When sending from an EVM chain to TON, the `gasLimit` field in `GenericExtraArgsV2` represents the TON execution budget in **nanoTON** (not EVM gas units). This value is forwarded by the OffRamp to your receiver contract as the attached value.

```typescript
// EVM → TON: gasLimit is in nanoTON
// 100_000_000n = 0.1 TON
export function buildExtraArgsForTON(gasLimitNanoTON: bigint | number, allowOutOfOrderExecution: boolean): Uint8Array {
  const encoded = ethers.AbiCoder.defaultAbiCoder().encode(
    ["uint256", "bool"],
    [gasLimitNanoTON, allowOutOfOrderExecution]
  )
  return ethers.getBytes(ethers.concat(["0x181dcf10", encoded]))
}
```

> **CAUTION**
>
> Set `gasLimit` to a high enough value or your message could fail in a non-retriable way.

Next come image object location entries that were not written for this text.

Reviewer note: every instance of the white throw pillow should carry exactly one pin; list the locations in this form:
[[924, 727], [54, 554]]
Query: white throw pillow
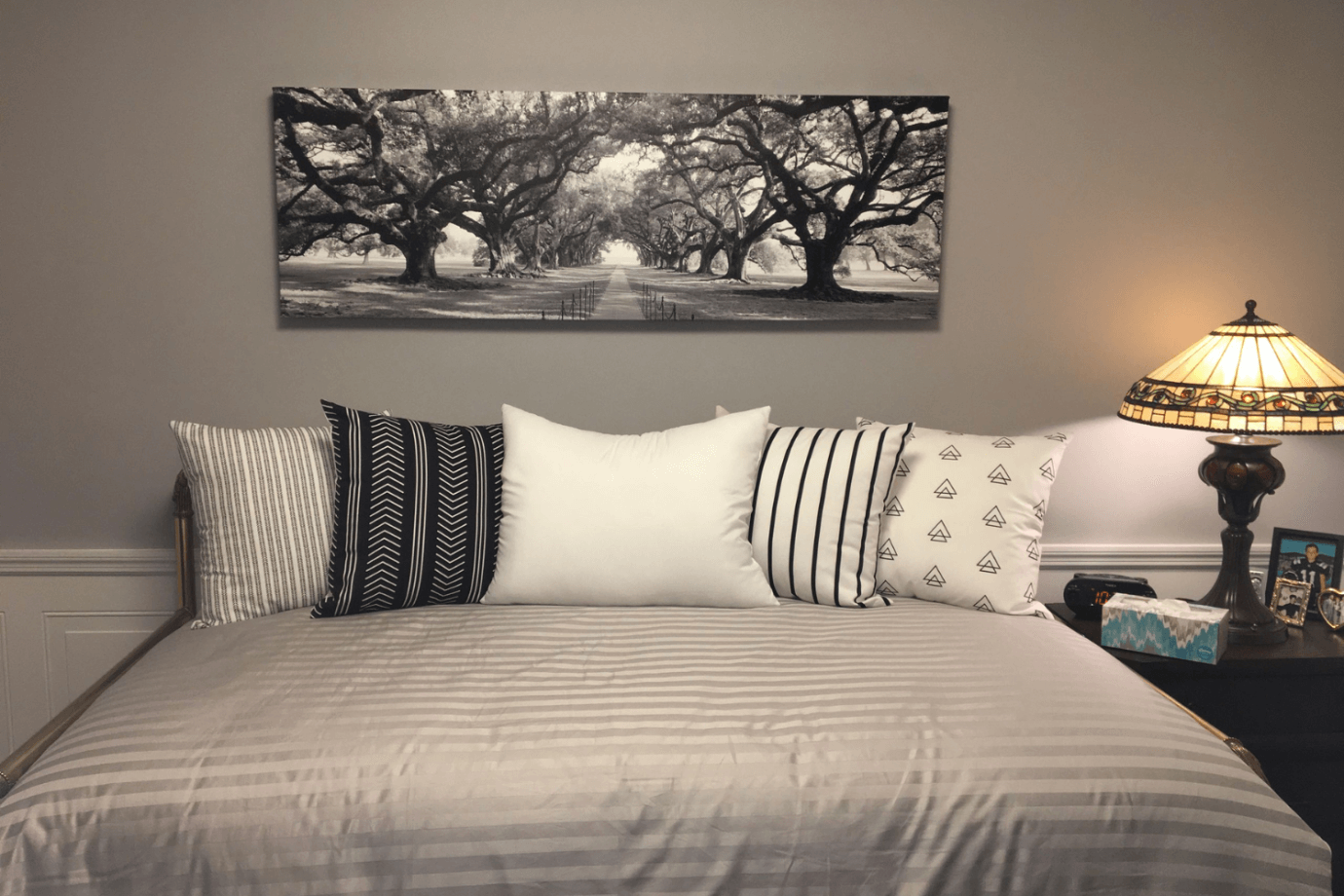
[[817, 509], [262, 504], [629, 520], [964, 519]]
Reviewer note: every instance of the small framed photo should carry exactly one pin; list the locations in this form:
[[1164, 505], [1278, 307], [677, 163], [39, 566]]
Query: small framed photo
[[1311, 558], [1290, 601]]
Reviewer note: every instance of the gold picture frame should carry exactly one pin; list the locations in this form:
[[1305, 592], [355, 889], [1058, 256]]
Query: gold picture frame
[[1329, 604], [1290, 601]]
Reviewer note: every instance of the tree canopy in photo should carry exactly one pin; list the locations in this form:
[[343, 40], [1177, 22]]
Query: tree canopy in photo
[[534, 177]]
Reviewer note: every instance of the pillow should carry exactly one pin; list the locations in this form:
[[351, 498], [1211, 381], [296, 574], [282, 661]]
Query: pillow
[[416, 514], [264, 509], [629, 520], [964, 520], [817, 509]]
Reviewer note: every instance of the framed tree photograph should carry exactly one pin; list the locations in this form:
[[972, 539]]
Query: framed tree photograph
[[562, 208], [1312, 558]]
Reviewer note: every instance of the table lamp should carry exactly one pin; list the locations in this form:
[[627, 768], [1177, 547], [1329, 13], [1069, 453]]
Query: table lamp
[[1248, 381]]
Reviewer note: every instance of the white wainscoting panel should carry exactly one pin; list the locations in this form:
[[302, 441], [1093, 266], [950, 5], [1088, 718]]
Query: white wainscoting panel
[[81, 647], [67, 616]]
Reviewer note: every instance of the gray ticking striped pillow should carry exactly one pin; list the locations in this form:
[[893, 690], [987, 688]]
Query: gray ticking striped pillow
[[264, 513]]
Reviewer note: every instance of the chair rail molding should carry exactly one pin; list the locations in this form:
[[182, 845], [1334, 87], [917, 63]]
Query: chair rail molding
[[88, 562], [1139, 556]]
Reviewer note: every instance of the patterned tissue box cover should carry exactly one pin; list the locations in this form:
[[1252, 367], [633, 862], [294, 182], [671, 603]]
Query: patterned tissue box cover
[[1164, 627]]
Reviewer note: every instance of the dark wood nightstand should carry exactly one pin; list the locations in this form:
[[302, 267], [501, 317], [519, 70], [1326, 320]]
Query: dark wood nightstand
[[1285, 701]]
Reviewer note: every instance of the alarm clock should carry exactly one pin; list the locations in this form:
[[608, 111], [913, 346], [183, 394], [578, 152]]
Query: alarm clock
[[1089, 590]]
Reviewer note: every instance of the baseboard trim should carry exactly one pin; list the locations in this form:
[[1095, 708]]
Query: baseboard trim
[[88, 562], [1077, 558]]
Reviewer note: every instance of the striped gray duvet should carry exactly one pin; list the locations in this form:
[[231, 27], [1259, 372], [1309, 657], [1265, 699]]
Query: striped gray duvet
[[483, 750]]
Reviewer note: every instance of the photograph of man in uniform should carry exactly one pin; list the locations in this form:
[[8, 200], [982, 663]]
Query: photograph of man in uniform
[[1312, 569], [1311, 563]]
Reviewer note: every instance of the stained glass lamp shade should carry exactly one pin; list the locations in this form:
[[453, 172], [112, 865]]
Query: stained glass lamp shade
[[1249, 379]]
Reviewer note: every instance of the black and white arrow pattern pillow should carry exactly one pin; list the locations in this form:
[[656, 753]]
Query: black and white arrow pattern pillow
[[417, 512], [964, 520]]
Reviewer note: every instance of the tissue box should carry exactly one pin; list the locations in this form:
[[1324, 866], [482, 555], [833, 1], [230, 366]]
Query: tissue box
[[1164, 627]]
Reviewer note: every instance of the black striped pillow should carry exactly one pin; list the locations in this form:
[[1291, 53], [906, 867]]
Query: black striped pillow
[[262, 512], [817, 509], [417, 512]]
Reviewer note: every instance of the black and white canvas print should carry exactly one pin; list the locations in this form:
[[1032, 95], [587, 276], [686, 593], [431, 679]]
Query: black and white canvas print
[[576, 207]]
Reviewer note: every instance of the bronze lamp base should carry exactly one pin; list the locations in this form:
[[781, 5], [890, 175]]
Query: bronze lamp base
[[1244, 471]]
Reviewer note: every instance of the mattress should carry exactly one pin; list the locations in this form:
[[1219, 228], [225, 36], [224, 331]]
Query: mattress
[[513, 750]]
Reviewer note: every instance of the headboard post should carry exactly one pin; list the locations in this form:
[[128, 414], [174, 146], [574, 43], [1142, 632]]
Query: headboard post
[[183, 520]]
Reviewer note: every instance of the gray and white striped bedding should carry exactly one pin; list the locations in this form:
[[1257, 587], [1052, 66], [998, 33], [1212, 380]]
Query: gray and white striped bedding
[[502, 750]]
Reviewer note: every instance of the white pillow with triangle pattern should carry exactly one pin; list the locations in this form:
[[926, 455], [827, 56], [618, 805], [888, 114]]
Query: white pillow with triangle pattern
[[964, 519]]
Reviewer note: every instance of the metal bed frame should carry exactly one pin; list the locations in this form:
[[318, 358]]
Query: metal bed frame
[[184, 537]]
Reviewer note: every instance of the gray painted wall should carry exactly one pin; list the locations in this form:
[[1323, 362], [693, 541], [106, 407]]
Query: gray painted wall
[[1122, 177]]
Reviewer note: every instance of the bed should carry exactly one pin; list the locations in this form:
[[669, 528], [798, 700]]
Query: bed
[[918, 748]]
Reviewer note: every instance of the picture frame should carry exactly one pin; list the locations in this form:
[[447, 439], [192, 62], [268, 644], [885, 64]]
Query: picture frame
[[1290, 601], [1315, 558], [1329, 604], [573, 209]]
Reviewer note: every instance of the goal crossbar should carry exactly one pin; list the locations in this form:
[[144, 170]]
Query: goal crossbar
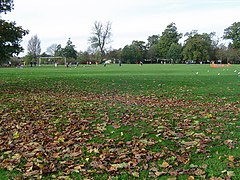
[[58, 57]]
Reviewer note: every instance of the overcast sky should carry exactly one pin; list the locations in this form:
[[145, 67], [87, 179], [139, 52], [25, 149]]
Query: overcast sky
[[54, 21]]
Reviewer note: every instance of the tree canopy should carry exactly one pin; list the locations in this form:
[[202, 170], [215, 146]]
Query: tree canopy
[[6, 5], [233, 33], [101, 36], [10, 34], [34, 46]]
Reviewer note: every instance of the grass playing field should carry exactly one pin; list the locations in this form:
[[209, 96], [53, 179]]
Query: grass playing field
[[128, 122]]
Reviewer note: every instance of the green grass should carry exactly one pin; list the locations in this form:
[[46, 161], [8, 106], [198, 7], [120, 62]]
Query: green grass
[[129, 122]]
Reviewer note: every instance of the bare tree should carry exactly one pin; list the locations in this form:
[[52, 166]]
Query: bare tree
[[34, 47], [101, 36]]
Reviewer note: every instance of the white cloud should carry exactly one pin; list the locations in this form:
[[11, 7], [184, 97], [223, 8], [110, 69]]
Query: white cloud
[[54, 21]]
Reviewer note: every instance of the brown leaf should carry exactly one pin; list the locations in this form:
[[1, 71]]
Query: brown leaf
[[165, 164]]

Setting `gasLimit` to at
> least **0.1 TON** (`100_000_000n` nanoTON) should be enough to guarantee that receivers following [CCIP TON best
> practices](/ccip/api-reference/ton/v1.6.0/receiver#implementation-requirements) will manually revert before running
> out of gas and leave your message in a retriable state if the value was not enough.

***

### `RampMessageHeader`

Metadata embedded in outbound ramp messages. Not directly constructed by users but visible in emitted events.

```tolk
struct RampMessageHeader {
    messageId: uint256;
    sourceChainSelector: uint64;
    destChainSelector: uint64;
    sequenceNumber: uint64;
    nonce: uint64;
}
```

> **CAUTION: Educational Example Disclaimer**
>
> This page includes an educational example to use a Chainlink system, product, or service and is provided to
> demonstrate how to interact with Chainlink's systems, products, and services to integrate them into your own. This
> template is provided "AS IS" and "AS AVAILABLE" without warranties of any kind, it has not been audited, and it may be
> missing key checks or error handling to make the usage of the system, product or service more clear. Do not use the
> code in this example in a production environment without completing your own audits and application of best practices.
> Neither Chainlink Labs, the Chainlink Foundation, nor Chainlink node operators are responsible for unintended outputs
> that are generated due to errors in code.